Optimization – Definition of a First Order Method

non-convex-optimizationnonlinear optimizationnumerical optimizationoptimization

The term "first order method" is often used to categorize a numerical optimization method for say constrained minimization, and similarly for a "second order method".

I wonder what is the exact definition of a first (or second) order method.

Does this term related to the convergence rate of the method or to the fact that one utilize explicitly first (or second) derivatives of the function to be minimized?

More particularly, Newton is considered second order method. It uses the second order derivatives (Hessian) and has quadratic convergence rate. But what if for example the energy is not convex? In this case the Hessian has to be modified to be (symmetric) positive definite. In such a case, the second order derivatives are used but it's not clear what exactly the convergence rate is. It can be linear depending on the actual modification of the Hessian.
So is that a second order or first order method?

Best Answer

Difference between 1st and 2nd order algorithm:

Any algorithm that requires at least one first-derivative/gradient is a first order algorithm. In the case of a finite sum optimization problem, you may use only the gradient of a single sample, but this is still first order because you need at least one gradient.
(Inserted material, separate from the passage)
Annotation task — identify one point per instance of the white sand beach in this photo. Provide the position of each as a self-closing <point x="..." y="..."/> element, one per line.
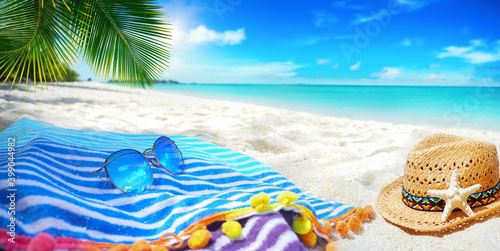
<point x="346" y="160"/>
A second order algorithm is any algorithm that uses any second derivative, in the scalar case. To elaborate, Newton's step requires use of the Hessian which has second order derivatives i.e. $H_{i,j} = \partial_i \partial_j f(x)$.

In general, an algorithm can be classified as $n^{th}$ order optimization if it uses a tensor of rank $n$.

Important Distinguishment:

When an algorithm uses an approximated version of the second order information (Hessian) for optimization, it may or may not be a second order algorithm. I am emphasizing this because, for example, you may approximate the Hessian by the outer product of the gradient $H = \nabla f(x) \nabla f(x)^T$. In this case you are only using first order information, so this would be considered a first order algorithm. On the other hand, if you are approximating the Hessian by only computing the diagonal elements $\partial_i \partial_i f(x)$, this would be a second order algorithm.

The order of an algorithm can be thought to be the order of error resulting from approximation of the derivative. Recall the definition of a derivative: $$\partial_i f(x) \approx \frac{f(x + \epsilon \Delta x_i) - f(x)}{\epsilon}$$

and the second derivative: $$\partial_{ij} f(x) \approx \frac{\partial_j f(x + \epsilon \Delta x_i) - \partial_j f(x)}{\epsilon},$$

where $x_i$ is equal to $x$ only in the $i^{th}$ coordinate and $0$ elsewhere. Hence if you use an $\epsilon$ approximation for each derivative computation, you will get an $\epsilon^2$ error inherently in your optimization algorithm.

Because it is sort of included in your question, I would like to add that first order algorithms do not necessarily converge linearly. Stochastic Gradient Descent (SGD) converges sub-linearly and many second order algorithms do not converge quadratically.